This dissertation describes the development and usage of the experimental technique -- Magnetic Resonance Force Microscopy (MRFM) -- to study electron spin resonance at low temperature in sensitivity as high as two electron spins. MRFM detects magnetic resonance by sensing the small force acting on the cantilever by the paramagnetic electron spins in the sample through magnetic coupling. I have applied this technique to measure the fluctuating magnetic moments of few electron spin ensembles known as the statistical polarization or the spin noise.
In this dissertation, I describe the basic principles and setup of the MRFM experiments. I have used the MRFM experiment to verify that applying negative feedback to the cantilever can reduce the cantilever response time without sacrificing the signal-to-noise ratio in the force detection. Using the new spin manipulation scheme and the microwave resonator I designed for low temperature MRFM experiments, MRFM force spectra are measured and understood by modeling the spins undergoing magnetic resonance in an inhomogeneous magnetic field.

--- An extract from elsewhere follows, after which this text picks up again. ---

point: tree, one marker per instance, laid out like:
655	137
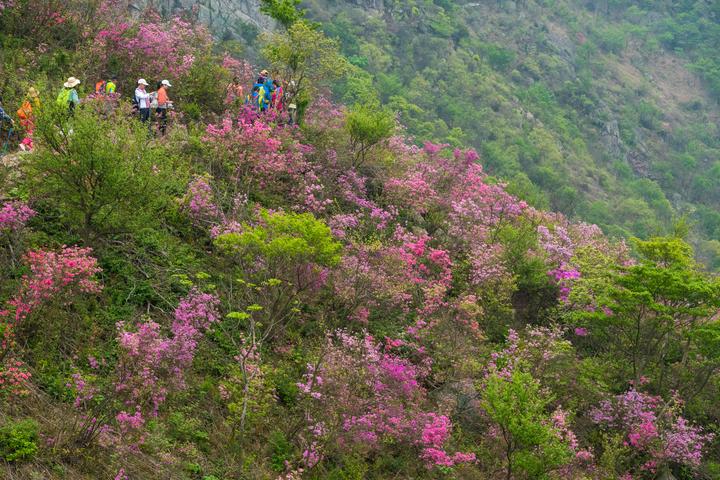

I have used the high sensitivity MRFM experiment to observe the real-time fluctuation of the electron spin magnetic moments. From the statistics of this fluctuation, the number of resonating spins and the correlation time of the statistical polarization are measured. I have shown that the spin correlation time is due to the one and two phonon relaxation processes in the silicon dioxide sample by measuring the spin correlation time in various sample temperature. As the fluctuating time scale of the statistical polarization is not dominated by the MRFM instrumentation processes, the measured spin correlation time can be used to enhance image contrast by the relaxation-weighted imaging.